- Born: Ana Grossmann 9 October 1912 Botoșani, Kingdom of Romania
- Died: January 1991 (aged 78) Romania
- Employer(s): NKVD Ministry of Foreign Affairs of Romania National Union of Workers' Cooperatives
- Political party: Romanian Communist Party
- Spouse(s): Sorin Toma [ro] Gheorghe Pintilie
- Partner: Constantin Pîrvulescu
- Children: 2
- Awards: Order of the Star of the Romanian Socialist Republic, 2nd class Hero of Socialist Labor

= Ana Toma =

Romanian politician (1912–1991)

Ana Toma (9 October 1912 – January 1991) was a Romanian communist and politician who served on the Central Committee of the Romanian Communist Party (PCR) and was first deputy secretary of the Ministry of Foreign Affairs of Romania. She was married to Securitate General Gheorghe Pintilie and the two exerted influence on the PCR leader, Gheorghe Gheorghiu-Dej. She was sometimes referred to as Anuța to distinguish her from Ana Pauker, herself also known as "comrade Ana."

== Early life ==
Toma was born as Ana Grossmann to Jewish bourgeois parents on 9 October 1912 in Botoșani, Kingdom of Romania. Due to her Jewish ancestry Toma was interned during World War II, but survived the war.

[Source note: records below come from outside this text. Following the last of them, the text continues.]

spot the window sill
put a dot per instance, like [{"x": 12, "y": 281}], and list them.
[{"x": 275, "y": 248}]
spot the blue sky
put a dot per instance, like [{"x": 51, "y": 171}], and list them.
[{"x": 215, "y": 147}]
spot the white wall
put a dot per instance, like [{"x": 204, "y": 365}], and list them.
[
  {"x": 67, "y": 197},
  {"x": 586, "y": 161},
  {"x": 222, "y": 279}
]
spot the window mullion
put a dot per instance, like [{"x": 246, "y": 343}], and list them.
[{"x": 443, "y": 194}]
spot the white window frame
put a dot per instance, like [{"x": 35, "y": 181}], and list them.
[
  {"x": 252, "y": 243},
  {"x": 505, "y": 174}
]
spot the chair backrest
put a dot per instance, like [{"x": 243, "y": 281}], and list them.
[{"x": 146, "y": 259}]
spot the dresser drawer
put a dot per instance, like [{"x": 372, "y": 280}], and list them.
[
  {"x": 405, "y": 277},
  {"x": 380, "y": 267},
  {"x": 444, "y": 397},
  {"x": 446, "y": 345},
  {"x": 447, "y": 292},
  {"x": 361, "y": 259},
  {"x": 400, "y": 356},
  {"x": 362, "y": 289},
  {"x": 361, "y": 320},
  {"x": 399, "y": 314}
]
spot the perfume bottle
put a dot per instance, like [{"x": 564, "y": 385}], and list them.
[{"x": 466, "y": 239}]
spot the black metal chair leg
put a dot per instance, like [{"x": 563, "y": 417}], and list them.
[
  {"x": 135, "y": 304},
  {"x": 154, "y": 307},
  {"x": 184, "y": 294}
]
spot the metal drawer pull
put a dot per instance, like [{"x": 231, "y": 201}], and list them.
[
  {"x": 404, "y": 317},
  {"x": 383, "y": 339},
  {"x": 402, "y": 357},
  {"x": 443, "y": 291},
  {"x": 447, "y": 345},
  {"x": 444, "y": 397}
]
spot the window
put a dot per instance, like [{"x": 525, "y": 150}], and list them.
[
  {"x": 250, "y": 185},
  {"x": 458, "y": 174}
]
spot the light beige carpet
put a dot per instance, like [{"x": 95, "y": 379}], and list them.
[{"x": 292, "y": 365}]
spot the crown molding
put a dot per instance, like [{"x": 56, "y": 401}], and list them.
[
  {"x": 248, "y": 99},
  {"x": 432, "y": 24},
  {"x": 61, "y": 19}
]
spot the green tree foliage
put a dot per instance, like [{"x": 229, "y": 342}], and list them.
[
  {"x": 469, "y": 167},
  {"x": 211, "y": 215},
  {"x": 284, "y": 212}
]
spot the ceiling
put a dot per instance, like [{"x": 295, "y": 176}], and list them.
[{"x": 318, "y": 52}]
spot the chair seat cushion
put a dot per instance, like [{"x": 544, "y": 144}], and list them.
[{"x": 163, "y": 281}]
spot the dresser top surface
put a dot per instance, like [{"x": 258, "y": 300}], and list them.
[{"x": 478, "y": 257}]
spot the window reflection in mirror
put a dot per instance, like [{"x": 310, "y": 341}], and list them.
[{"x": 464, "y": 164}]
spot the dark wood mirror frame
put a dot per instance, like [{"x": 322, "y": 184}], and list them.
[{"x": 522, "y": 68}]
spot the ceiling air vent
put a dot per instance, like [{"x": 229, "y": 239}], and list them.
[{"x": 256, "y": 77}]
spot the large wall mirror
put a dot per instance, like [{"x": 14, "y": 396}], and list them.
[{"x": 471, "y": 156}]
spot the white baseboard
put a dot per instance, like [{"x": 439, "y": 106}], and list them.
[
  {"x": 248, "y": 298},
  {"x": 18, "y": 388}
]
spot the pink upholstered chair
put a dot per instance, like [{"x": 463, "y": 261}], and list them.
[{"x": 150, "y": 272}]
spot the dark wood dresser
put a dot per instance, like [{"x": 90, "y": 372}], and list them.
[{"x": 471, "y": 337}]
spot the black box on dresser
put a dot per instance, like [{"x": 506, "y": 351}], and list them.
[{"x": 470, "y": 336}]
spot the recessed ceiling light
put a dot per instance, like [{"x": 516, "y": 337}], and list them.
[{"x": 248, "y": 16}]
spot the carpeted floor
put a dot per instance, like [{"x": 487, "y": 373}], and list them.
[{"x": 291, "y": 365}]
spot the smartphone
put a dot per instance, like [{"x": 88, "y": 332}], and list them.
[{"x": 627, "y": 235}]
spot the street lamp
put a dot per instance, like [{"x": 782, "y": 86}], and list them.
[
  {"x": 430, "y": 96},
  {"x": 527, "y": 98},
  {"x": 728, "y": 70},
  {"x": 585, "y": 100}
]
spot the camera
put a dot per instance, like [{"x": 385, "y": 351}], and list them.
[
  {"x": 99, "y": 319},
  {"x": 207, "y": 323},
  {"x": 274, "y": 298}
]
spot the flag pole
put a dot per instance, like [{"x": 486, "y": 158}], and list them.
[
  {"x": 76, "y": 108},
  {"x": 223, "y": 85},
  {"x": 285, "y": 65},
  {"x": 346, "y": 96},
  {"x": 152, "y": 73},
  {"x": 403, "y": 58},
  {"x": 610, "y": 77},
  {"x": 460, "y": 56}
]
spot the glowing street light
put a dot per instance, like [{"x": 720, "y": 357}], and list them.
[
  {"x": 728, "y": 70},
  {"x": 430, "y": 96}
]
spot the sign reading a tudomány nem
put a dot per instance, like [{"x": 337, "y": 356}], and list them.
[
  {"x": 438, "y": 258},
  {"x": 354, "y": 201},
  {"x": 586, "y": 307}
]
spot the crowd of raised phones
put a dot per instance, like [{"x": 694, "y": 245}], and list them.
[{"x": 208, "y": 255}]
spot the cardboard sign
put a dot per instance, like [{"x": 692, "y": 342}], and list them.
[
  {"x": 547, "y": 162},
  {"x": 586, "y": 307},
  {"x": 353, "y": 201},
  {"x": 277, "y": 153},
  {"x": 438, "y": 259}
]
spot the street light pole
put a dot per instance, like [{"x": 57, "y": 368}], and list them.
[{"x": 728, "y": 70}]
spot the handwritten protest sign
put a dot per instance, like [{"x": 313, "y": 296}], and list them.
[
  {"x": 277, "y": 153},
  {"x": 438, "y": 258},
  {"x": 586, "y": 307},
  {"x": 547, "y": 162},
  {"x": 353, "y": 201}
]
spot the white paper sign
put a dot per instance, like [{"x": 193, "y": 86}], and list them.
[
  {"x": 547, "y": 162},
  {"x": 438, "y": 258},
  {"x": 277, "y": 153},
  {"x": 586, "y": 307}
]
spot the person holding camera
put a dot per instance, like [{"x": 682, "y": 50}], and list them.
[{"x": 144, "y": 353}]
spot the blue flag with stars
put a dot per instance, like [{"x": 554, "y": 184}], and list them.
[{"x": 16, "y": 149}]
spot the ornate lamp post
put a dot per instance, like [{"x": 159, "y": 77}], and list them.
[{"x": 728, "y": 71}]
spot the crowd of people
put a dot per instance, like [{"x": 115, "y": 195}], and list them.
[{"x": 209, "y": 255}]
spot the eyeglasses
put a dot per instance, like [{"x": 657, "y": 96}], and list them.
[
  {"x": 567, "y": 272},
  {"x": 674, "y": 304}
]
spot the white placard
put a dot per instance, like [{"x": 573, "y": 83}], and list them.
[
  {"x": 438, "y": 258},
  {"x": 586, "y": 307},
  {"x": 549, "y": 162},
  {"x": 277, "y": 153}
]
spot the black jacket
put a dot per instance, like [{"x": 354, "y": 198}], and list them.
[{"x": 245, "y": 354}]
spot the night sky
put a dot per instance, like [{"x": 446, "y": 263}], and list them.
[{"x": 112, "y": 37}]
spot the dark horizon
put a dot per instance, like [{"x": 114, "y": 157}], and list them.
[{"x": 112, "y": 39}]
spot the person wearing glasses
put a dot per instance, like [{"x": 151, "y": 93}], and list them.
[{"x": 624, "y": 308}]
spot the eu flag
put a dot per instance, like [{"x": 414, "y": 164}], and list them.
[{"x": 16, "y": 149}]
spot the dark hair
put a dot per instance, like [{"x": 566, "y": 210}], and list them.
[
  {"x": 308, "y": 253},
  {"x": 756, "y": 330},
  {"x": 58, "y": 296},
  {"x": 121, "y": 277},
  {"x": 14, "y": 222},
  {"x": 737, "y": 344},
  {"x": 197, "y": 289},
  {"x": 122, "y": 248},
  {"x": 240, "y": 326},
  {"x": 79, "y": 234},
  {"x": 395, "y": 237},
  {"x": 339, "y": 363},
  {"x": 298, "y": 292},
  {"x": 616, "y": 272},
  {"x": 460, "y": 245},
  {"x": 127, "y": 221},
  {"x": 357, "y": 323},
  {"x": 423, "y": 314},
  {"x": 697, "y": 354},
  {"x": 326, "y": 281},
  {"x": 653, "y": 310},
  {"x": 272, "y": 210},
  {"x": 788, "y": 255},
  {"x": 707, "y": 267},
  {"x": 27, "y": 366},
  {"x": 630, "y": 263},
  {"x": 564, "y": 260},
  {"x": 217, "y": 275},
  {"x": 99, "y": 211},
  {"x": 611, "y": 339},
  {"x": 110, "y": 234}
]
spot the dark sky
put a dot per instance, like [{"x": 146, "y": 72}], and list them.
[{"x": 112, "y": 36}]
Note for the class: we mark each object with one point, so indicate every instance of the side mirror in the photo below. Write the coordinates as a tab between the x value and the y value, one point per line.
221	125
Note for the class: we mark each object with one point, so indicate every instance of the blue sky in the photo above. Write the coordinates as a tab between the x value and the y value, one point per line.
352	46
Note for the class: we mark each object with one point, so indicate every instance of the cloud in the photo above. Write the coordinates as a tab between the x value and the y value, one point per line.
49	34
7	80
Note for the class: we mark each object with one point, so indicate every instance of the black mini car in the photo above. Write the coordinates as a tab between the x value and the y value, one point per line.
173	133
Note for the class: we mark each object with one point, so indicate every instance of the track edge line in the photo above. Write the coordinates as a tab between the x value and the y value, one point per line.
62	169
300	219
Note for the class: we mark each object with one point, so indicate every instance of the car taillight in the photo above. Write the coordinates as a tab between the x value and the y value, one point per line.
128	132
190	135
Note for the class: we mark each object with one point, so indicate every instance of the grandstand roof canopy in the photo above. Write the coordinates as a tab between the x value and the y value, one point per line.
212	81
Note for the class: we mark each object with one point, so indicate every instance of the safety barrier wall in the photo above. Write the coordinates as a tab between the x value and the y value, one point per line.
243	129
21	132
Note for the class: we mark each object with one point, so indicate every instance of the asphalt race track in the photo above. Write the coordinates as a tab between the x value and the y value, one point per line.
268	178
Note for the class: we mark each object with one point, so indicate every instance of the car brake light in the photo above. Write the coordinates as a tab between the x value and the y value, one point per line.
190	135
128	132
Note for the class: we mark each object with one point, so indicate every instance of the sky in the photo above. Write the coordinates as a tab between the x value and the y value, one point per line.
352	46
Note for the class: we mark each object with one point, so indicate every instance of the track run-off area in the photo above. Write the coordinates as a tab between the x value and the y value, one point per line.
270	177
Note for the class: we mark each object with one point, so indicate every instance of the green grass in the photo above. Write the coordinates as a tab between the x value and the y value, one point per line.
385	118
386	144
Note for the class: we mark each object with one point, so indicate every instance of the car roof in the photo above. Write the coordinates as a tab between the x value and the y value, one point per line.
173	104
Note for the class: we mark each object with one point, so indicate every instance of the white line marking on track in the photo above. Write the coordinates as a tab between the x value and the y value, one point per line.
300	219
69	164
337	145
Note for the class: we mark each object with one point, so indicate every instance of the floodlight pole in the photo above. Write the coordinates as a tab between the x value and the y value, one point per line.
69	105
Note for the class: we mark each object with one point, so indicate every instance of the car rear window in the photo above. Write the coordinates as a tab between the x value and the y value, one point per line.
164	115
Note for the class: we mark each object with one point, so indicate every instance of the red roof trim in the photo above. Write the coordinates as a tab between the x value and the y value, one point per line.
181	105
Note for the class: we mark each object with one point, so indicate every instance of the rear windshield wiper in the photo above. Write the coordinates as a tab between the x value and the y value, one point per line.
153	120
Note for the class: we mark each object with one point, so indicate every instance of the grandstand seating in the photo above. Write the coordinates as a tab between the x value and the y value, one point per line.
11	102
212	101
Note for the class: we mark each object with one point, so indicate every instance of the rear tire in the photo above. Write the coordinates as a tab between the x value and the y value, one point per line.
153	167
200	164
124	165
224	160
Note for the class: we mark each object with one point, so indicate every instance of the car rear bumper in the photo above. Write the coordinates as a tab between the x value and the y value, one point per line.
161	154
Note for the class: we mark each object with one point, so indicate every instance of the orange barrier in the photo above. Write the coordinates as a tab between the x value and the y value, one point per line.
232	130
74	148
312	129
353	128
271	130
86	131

== Romanian Communist Party ==
Toma was an underground communist activist before the outbreak of World War II, and joined as a member of the Romanian Communist Party (PCR) in 1932. After the war, she was an agent of the People's Commissariat for Internal Affairs (NKVD, the interior ministry and secret police). She also became a highly visible asset of the PCR's agitprop section, where she worked under the propagandist Leonte Răutu.

During the trial of communist activist Remus Koffler in April 1954, who had been caught up in the downfall of communist politician Lucrețiu Pătrășcanu, Toma served as a witness.

When her close friend Ana Pauker became secretary-general of the Ministry of Foreign Affairs of Romania in November 1947, Toma was appointed as first deputy and as Pauker's personal administrative secretary. Toma was directly involved in helping Pauker's father Herș Rabinsohn to embark on a Jewish migrant ship bound for Mandatory Palestine, which was kept secret from others in the Communist party leadership. She accompanied Pauker on trips to Moscow, and also travelled to Peiping (now known as Beijing) in 1958 to attend the opening ceremony of the Romanian Economic Exhibition in the People's Republic of China.

Toma was deputy minister until 1965, surviving the political purge of Pauker over her views on agricultural collectivisation and her political "right deviation."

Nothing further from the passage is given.